Terrafuse leverages physics-enabled AI models to help organisations understand climate-related risk at the hyperlocal level.
In October 2017, wildfires devastated Northern California, burning 245,000 acres and 8,900 buildings. They were the costliest wildfires ever, including USD $11 billion in insured losses. With so much on the line, government agencies, insurance companies and the general public need a way to accurately forecast and understand wildfire risk at any given location.

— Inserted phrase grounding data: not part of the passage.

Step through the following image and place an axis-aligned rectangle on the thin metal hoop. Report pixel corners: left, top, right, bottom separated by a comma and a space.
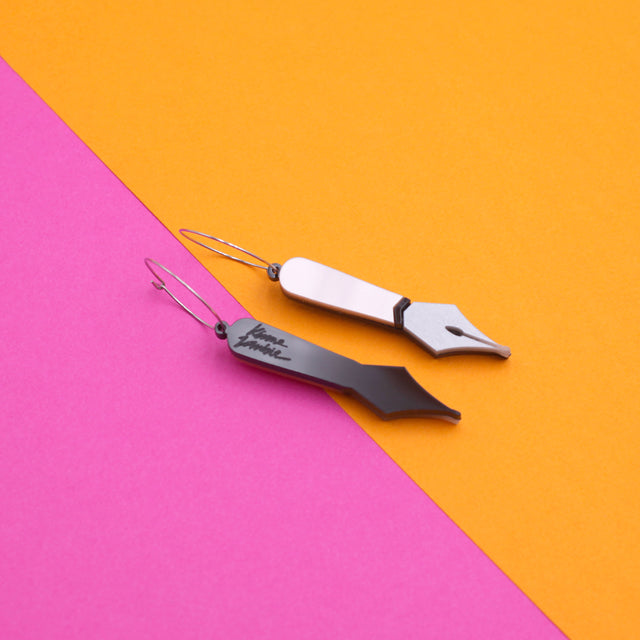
179, 229, 274, 271
144, 258, 225, 332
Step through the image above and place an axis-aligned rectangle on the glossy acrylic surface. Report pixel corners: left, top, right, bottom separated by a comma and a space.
279, 257, 404, 326
226, 318, 460, 421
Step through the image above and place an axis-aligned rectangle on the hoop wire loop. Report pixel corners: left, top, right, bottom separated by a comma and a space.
179, 229, 274, 271
144, 258, 225, 331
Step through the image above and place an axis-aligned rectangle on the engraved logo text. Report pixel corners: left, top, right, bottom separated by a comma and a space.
234, 324, 292, 361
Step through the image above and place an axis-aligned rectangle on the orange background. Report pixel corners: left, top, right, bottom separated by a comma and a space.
2, 2, 639, 637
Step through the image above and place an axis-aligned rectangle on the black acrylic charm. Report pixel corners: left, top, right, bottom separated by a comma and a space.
144, 258, 461, 423
225, 318, 460, 422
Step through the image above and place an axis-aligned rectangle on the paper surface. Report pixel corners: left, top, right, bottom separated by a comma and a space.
0, 59, 564, 639
1, 3, 639, 637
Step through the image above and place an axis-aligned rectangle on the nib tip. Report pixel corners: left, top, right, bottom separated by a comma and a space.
496, 344, 511, 359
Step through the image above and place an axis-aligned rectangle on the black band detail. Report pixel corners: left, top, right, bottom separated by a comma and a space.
393, 297, 412, 329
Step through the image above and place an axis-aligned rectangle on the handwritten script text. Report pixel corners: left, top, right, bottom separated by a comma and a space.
234, 324, 292, 361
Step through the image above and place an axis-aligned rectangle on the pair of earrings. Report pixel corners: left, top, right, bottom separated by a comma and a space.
146, 230, 510, 422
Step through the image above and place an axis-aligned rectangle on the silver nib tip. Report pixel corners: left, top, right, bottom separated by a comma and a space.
403, 303, 511, 358
445, 326, 511, 358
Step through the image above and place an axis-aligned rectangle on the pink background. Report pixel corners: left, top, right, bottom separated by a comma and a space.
0, 59, 564, 638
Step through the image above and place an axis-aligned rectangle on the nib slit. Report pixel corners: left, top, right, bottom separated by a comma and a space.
446, 325, 510, 357
447, 325, 495, 347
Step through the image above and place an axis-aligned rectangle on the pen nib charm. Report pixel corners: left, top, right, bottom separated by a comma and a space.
145, 259, 460, 423
277, 257, 511, 358
179, 230, 510, 358
225, 319, 460, 421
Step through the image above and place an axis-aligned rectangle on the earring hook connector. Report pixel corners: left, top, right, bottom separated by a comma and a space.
179, 229, 276, 270
144, 258, 227, 337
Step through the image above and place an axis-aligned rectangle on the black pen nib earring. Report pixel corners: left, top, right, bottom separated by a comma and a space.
144, 259, 460, 423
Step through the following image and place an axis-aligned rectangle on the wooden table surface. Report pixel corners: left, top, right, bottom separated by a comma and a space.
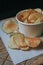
0, 38, 43, 65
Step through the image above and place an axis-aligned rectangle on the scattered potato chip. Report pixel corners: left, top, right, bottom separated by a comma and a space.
2, 20, 18, 34
28, 38, 41, 48
25, 37, 42, 48
8, 36, 19, 49
8, 33, 30, 50
25, 37, 30, 46
8, 32, 42, 50
20, 46, 29, 51
13, 33, 25, 47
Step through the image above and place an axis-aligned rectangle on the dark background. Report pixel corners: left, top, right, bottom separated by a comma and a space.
0, 0, 43, 20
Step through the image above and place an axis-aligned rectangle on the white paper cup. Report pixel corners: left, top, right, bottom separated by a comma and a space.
16, 10, 43, 37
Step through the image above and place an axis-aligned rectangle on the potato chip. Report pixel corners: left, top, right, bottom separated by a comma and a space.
2, 20, 18, 34
34, 8, 42, 14
9, 36, 19, 49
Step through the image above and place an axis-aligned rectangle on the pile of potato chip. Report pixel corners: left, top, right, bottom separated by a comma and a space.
18, 8, 43, 24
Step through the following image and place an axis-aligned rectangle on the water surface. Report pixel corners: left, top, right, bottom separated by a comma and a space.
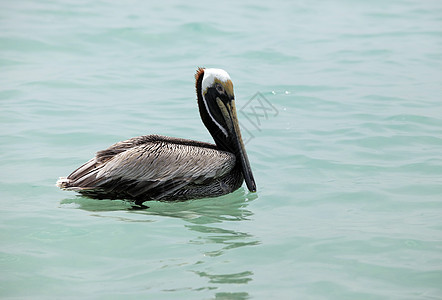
1, 0, 442, 299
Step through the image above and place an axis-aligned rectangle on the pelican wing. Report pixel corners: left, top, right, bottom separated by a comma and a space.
58, 135, 236, 200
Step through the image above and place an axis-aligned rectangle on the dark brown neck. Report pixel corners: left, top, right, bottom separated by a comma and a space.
195, 68, 232, 153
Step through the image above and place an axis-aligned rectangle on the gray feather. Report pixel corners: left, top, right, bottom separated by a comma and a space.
59, 135, 241, 202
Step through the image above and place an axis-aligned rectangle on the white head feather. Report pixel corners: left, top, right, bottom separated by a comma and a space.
202, 68, 231, 94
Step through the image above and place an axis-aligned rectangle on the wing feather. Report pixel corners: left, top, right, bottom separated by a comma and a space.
59, 135, 236, 200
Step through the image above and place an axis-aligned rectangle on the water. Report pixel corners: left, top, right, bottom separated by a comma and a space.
1, 0, 442, 298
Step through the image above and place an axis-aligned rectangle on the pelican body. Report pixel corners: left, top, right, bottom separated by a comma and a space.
57, 68, 256, 206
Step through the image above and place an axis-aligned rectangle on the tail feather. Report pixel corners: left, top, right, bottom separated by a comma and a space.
56, 157, 104, 190
56, 177, 71, 189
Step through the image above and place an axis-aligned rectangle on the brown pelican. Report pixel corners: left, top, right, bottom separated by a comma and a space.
57, 68, 256, 207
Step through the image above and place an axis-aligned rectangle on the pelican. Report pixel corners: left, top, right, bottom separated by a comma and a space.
57, 68, 256, 207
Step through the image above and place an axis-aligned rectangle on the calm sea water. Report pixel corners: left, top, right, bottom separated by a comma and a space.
1, 0, 442, 299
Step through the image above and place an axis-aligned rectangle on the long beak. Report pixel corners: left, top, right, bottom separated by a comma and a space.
217, 98, 257, 192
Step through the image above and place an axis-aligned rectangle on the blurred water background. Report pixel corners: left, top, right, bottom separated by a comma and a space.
1, 0, 442, 299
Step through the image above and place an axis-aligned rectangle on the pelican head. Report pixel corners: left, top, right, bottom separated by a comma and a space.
195, 68, 256, 192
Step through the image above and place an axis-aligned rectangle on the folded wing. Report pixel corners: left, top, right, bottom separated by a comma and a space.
57, 135, 236, 200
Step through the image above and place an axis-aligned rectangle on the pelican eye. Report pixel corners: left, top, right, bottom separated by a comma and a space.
215, 83, 225, 94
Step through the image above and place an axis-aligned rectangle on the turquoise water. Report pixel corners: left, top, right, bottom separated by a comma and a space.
1, 0, 442, 298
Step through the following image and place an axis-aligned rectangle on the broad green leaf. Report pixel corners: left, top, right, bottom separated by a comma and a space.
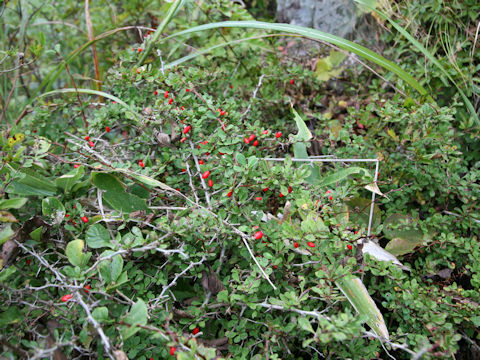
86, 224, 113, 249
121, 299, 148, 340
236, 152, 246, 166
6, 167, 56, 196
91, 173, 125, 192
99, 251, 123, 284
56, 166, 85, 193
42, 197, 65, 224
0, 266, 17, 281
0, 306, 22, 326
103, 191, 148, 214
336, 276, 389, 340
320, 167, 372, 187
29, 227, 43, 241
383, 214, 427, 256
0, 198, 28, 210
0, 225, 15, 246
66, 240, 90, 267
291, 107, 312, 142
293, 143, 321, 185
92, 307, 109, 323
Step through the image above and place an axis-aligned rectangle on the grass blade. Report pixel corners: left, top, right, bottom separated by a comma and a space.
136, 0, 184, 67
163, 20, 431, 100
354, 0, 479, 125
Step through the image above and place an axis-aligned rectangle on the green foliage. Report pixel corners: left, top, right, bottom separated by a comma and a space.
0, 0, 479, 359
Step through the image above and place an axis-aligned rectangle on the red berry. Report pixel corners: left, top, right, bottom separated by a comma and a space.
273, 265, 278, 269
170, 347, 176, 356
347, 244, 353, 250
192, 327, 200, 335
294, 242, 299, 248
61, 294, 72, 302
74, 164, 80, 168
84, 284, 91, 293
254, 231, 263, 240
106, 126, 110, 133
180, 137, 187, 143
139, 160, 145, 168
208, 179, 213, 187
154, 90, 158, 96
88, 141, 94, 148
202, 170, 210, 179
255, 197, 262, 201
288, 186, 292, 193
227, 191, 233, 197
81, 216, 88, 223
136, 69, 140, 74
230, 84, 233, 89
279, 192, 284, 198
275, 131, 282, 138
307, 242, 315, 248
168, 98, 173, 105
243, 138, 250, 145
199, 160, 204, 165
248, 134, 256, 142
262, 130, 269, 135
218, 151, 224, 156
65, 214, 70, 218
290, 79, 294, 84
325, 190, 332, 194
253, 140, 259, 147
185, 88, 190, 92
164, 91, 169, 98
181, 169, 186, 172
33, 129, 37, 133
183, 125, 192, 134
138, 48, 142, 52
26, 259, 31, 265
220, 110, 226, 116
354, 230, 359, 235
263, 187, 269, 192
181, 106, 184, 111
85, 135, 90, 141
329, 196, 333, 201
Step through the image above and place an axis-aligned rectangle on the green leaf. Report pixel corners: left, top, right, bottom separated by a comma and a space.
0, 224, 15, 246
66, 240, 89, 267
298, 317, 315, 334
383, 214, 426, 256
6, 167, 57, 196
247, 156, 258, 169
320, 167, 372, 187
99, 251, 123, 284
0, 306, 22, 326
0, 198, 28, 210
92, 307, 109, 323
86, 224, 113, 249
29, 227, 43, 241
91, 173, 125, 192
236, 152, 246, 166
42, 197, 65, 224
56, 166, 85, 193
121, 299, 148, 340
291, 107, 312, 142
103, 191, 148, 214
336, 276, 389, 340
0, 266, 17, 282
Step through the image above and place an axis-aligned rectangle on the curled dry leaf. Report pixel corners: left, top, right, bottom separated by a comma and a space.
113, 350, 129, 360
201, 268, 225, 295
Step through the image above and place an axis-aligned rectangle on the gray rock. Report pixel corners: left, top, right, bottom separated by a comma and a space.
276, 0, 363, 39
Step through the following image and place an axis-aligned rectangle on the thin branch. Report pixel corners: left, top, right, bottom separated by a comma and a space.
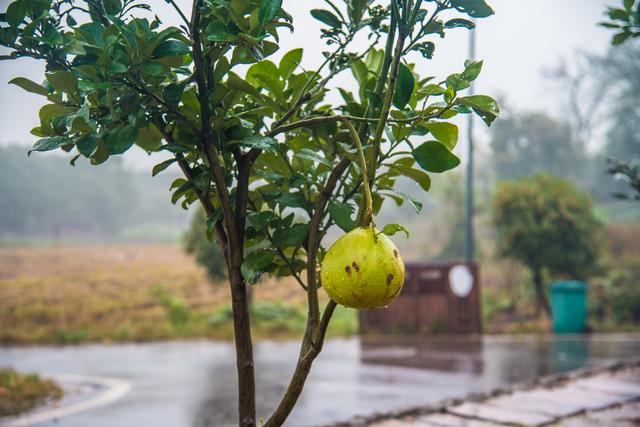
167, 0, 191, 30
153, 116, 229, 253
340, 118, 373, 226
271, 31, 355, 130
268, 113, 429, 137
311, 300, 337, 353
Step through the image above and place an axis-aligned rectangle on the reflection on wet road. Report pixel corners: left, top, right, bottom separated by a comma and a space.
1, 334, 639, 427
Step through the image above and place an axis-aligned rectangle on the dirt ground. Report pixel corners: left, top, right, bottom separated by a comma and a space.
0, 244, 343, 343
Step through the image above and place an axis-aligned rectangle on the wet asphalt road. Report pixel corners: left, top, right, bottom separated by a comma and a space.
1, 334, 640, 427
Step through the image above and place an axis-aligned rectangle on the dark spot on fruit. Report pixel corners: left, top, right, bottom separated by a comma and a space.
352, 261, 360, 272
345, 265, 351, 275
393, 249, 398, 258
386, 273, 394, 285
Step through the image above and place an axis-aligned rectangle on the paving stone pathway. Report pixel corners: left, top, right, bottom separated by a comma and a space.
367, 363, 640, 427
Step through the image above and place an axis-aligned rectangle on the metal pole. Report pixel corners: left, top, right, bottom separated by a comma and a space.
465, 24, 476, 263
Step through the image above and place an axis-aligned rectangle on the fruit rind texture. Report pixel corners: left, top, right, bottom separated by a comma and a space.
320, 227, 405, 309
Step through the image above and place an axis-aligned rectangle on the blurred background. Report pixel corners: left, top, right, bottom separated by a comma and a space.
0, 0, 639, 426
1, 0, 637, 340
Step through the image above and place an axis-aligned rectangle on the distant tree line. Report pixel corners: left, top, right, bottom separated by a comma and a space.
0, 145, 188, 239
489, 41, 640, 213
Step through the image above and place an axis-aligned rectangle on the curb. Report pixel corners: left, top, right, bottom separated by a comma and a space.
322, 356, 640, 427
0, 374, 131, 427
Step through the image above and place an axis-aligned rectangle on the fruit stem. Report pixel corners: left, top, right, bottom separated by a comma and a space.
340, 118, 373, 227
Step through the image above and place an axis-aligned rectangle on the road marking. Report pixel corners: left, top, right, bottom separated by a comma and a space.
1, 374, 131, 427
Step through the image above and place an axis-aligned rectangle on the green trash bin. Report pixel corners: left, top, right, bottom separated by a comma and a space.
550, 281, 588, 333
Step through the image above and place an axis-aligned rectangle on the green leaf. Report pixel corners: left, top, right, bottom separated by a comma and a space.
76, 134, 99, 157
277, 192, 310, 209
193, 173, 210, 191
171, 180, 194, 204
412, 140, 461, 173
273, 223, 309, 248
103, 0, 122, 15
310, 9, 342, 28
227, 73, 263, 99
136, 126, 163, 152
206, 21, 238, 42
450, 0, 494, 18
350, 59, 369, 87
393, 63, 415, 109
294, 148, 332, 167
456, 95, 500, 126
9, 77, 49, 96
6, 0, 26, 27
607, 7, 629, 20
623, 0, 634, 11
382, 188, 423, 213
104, 125, 139, 155
388, 164, 431, 192
247, 211, 276, 230
46, 71, 78, 96
419, 84, 446, 96
139, 61, 164, 76
462, 59, 483, 82
415, 41, 436, 59
152, 158, 177, 176
90, 139, 109, 165
348, 0, 367, 25
328, 200, 356, 232
152, 40, 190, 57
444, 18, 476, 29
279, 48, 302, 79
446, 73, 470, 91
241, 135, 278, 151
382, 223, 409, 238
241, 250, 275, 284
423, 122, 458, 150
612, 31, 632, 45
170, 178, 187, 190
42, 22, 62, 45
259, 0, 282, 29
28, 136, 72, 155
206, 210, 224, 242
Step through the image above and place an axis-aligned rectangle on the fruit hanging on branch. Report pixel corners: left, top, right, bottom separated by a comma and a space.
321, 119, 405, 309
321, 226, 405, 309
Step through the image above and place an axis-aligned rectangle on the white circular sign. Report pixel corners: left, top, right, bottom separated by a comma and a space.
449, 265, 474, 298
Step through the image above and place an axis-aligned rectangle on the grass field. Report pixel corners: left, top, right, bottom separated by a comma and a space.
0, 244, 357, 344
2, 225, 638, 345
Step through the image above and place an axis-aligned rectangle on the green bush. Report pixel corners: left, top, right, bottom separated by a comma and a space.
183, 209, 226, 283
152, 285, 192, 328
591, 258, 640, 326
493, 174, 602, 315
0, 368, 63, 416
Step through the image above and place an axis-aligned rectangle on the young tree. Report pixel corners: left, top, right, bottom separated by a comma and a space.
0, 0, 498, 425
492, 175, 601, 317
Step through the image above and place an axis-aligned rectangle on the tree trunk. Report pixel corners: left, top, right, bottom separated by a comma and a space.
228, 265, 256, 427
263, 301, 337, 427
533, 268, 551, 317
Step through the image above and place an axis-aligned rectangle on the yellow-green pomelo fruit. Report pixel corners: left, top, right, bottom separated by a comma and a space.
320, 227, 405, 309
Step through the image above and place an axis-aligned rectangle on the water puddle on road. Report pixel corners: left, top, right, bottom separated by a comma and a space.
1, 334, 639, 427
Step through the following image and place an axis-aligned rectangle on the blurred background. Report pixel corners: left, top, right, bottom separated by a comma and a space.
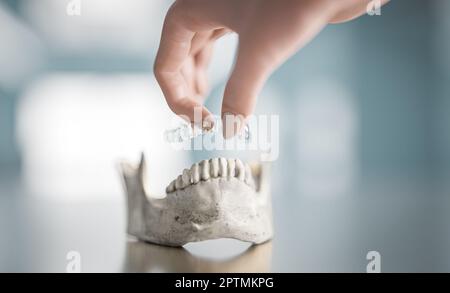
0, 0, 449, 272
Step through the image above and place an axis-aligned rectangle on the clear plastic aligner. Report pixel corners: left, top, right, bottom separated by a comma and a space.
164, 118, 251, 144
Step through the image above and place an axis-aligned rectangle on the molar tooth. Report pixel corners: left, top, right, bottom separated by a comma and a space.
175, 175, 183, 190
190, 163, 200, 184
227, 158, 235, 177
182, 169, 191, 187
235, 159, 245, 181
199, 160, 210, 180
218, 158, 227, 177
210, 158, 219, 177
166, 180, 176, 193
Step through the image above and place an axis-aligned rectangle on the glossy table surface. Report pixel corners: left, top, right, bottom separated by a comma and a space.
1, 175, 449, 273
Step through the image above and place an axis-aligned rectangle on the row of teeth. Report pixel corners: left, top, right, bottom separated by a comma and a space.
166, 158, 255, 193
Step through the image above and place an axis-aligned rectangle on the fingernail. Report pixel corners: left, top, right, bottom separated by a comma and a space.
222, 112, 245, 139
202, 115, 215, 132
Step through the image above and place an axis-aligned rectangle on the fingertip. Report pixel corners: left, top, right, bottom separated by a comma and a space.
221, 111, 247, 139
168, 98, 213, 131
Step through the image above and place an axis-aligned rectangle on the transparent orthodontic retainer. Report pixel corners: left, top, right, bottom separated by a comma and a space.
164, 116, 251, 144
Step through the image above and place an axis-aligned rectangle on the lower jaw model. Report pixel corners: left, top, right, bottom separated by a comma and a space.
120, 154, 273, 247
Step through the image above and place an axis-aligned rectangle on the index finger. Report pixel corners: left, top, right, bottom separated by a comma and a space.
154, 6, 212, 127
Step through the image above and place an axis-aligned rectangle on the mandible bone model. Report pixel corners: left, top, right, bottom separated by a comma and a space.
120, 153, 273, 247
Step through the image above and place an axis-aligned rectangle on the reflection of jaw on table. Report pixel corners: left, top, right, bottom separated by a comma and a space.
122, 238, 273, 273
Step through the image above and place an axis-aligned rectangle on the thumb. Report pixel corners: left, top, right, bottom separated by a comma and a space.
221, 39, 275, 138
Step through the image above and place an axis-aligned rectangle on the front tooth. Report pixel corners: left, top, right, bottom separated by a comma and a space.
218, 158, 227, 177
227, 159, 235, 177
166, 180, 176, 193
235, 159, 245, 181
200, 160, 210, 180
210, 158, 219, 177
244, 163, 254, 187
182, 169, 191, 186
175, 175, 183, 190
190, 163, 200, 184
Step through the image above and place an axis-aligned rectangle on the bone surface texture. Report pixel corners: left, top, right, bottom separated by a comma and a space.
120, 154, 273, 247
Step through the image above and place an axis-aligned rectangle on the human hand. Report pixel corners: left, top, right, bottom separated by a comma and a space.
154, 0, 388, 137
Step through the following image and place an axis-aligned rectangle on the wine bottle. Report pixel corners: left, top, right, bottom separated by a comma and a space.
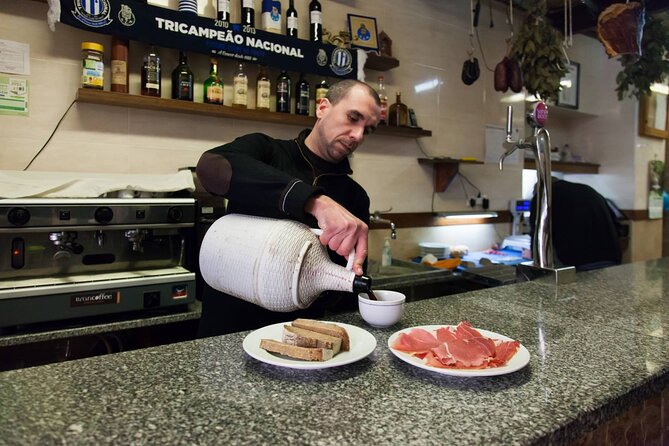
315, 79, 329, 107
217, 0, 230, 25
388, 92, 409, 127
110, 37, 129, 93
141, 45, 161, 97
295, 73, 310, 116
286, 0, 298, 38
276, 70, 291, 113
241, 0, 255, 27
171, 51, 194, 101
232, 62, 248, 108
377, 75, 388, 125
261, 0, 281, 34
308, 0, 322, 43
203, 58, 224, 105
256, 66, 271, 111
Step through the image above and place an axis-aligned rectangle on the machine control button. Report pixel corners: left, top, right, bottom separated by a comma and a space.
136, 209, 146, 219
7, 207, 30, 226
59, 209, 71, 220
94, 206, 114, 224
11, 238, 24, 269
167, 206, 183, 222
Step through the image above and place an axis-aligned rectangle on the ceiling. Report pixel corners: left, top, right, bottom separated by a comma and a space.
495, 0, 669, 34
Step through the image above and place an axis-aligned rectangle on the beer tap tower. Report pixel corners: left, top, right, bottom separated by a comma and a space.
498, 103, 575, 284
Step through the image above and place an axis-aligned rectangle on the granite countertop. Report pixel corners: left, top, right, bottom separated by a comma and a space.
2, 259, 669, 445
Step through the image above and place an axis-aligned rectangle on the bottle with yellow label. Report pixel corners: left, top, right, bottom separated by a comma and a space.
256, 66, 271, 111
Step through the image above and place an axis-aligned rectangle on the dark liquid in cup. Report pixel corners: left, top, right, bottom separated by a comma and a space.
367, 290, 378, 301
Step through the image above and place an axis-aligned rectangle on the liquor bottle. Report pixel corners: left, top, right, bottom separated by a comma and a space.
261, 0, 281, 34
285, 0, 298, 38
141, 45, 161, 97
309, 0, 322, 43
203, 58, 224, 105
377, 75, 388, 125
217, 0, 230, 26
171, 51, 194, 101
241, 0, 255, 27
276, 70, 291, 113
388, 91, 409, 127
315, 79, 329, 107
256, 66, 271, 111
232, 62, 248, 108
295, 73, 310, 116
110, 36, 129, 93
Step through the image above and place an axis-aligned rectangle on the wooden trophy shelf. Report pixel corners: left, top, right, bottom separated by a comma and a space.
75, 89, 432, 138
418, 158, 484, 192
364, 54, 400, 71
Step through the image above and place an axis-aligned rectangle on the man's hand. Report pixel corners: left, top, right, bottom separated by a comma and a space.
305, 195, 368, 275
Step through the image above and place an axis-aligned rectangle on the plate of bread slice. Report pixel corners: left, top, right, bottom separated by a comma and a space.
243, 319, 377, 369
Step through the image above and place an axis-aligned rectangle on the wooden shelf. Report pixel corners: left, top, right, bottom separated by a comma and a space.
75, 89, 431, 138
365, 54, 400, 71
418, 157, 484, 192
523, 159, 600, 174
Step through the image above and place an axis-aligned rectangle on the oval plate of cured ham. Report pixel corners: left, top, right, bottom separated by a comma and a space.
387, 321, 530, 377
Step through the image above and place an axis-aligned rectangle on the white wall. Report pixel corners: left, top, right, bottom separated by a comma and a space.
0, 0, 657, 261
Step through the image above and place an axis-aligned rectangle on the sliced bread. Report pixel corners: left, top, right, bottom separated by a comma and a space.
259, 339, 334, 361
282, 325, 342, 355
291, 319, 350, 351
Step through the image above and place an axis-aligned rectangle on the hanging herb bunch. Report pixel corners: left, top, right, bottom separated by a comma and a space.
615, 14, 669, 100
510, 0, 568, 102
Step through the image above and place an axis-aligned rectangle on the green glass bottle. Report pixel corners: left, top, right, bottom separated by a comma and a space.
203, 58, 224, 105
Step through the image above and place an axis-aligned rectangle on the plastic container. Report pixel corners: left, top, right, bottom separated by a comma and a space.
81, 42, 104, 89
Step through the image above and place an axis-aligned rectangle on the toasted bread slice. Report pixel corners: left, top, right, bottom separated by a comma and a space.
282, 325, 342, 355
259, 339, 334, 361
291, 319, 350, 351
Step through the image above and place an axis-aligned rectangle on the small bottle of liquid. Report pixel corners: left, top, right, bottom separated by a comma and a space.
388, 91, 408, 126
381, 237, 392, 267
315, 79, 329, 107
256, 65, 271, 111
261, 0, 281, 34
81, 42, 104, 90
171, 51, 194, 101
241, 0, 255, 27
232, 62, 248, 108
141, 45, 161, 97
203, 58, 224, 105
377, 75, 388, 125
285, 0, 298, 37
295, 73, 310, 116
308, 0, 322, 43
110, 37, 128, 93
217, 0, 230, 27
276, 70, 291, 113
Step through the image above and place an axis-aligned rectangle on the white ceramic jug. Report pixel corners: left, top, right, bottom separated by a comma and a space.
199, 214, 372, 312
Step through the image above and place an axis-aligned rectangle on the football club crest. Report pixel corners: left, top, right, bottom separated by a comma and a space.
330, 48, 353, 76
72, 0, 113, 28
316, 49, 327, 67
118, 4, 135, 27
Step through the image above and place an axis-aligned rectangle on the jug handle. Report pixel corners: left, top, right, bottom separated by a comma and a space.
310, 228, 355, 271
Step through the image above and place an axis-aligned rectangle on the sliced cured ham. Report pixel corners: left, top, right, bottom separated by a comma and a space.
391, 321, 520, 370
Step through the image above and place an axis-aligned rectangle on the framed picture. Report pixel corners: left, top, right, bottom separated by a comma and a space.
556, 61, 580, 109
639, 84, 669, 139
347, 14, 379, 52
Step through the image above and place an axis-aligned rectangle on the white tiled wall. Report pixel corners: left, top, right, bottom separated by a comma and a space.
0, 0, 661, 261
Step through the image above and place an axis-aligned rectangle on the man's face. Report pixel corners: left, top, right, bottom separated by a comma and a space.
313, 86, 381, 163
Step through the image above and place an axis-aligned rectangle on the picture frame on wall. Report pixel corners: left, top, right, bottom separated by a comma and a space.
347, 14, 379, 52
639, 84, 669, 139
556, 61, 580, 109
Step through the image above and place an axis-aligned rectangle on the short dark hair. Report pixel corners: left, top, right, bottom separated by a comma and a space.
326, 79, 381, 107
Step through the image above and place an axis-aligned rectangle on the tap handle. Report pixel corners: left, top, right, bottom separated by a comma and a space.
505, 106, 513, 139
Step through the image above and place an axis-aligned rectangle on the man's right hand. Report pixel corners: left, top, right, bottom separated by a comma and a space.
305, 195, 368, 275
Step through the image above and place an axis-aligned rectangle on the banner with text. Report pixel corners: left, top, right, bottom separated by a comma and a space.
54, 0, 357, 79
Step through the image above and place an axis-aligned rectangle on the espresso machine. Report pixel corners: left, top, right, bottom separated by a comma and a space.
0, 197, 196, 329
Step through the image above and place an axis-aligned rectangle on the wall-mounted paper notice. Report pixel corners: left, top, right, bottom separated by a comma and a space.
0, 74, 29, 116
0, 40, 30, 76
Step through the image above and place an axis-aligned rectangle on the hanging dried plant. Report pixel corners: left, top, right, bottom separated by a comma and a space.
510, 0, 568, 102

Terrafuse is building technology infrastructure on Microsoft Azure to rapidly forecast wildfire risk at the hyperlocal level, starting in areas affected by the 2017 California wildfires. By combining historical fire data with existing physical simulations and real-time satellite observations, Terrafuse is building sophisticated fire risk models that will be made available via APIs and graphical interfaces to anyone interested in mitigating the effects of wildfires.
Assessing wildfire risk with machine learning
Terrafuse uses machine learning to forecast climate-related risks. Terrafuse leverages historical wildfire data, numerical simulations and satellite imagery on Microsoft Azure to model wildfire risk for any location. Wildfire forecast information is made available via APIs and graphical tools.
How Terrafuse works
A fire-prone area is identified. Terrafuse uses the cloud to aggregate historical fire spread data, fire simulations and real-time satellite observations of rainfall, wind, soil and moisture. Physics-informed machine learning creates models so governments, insurance companies and the public can access and explore fire risk.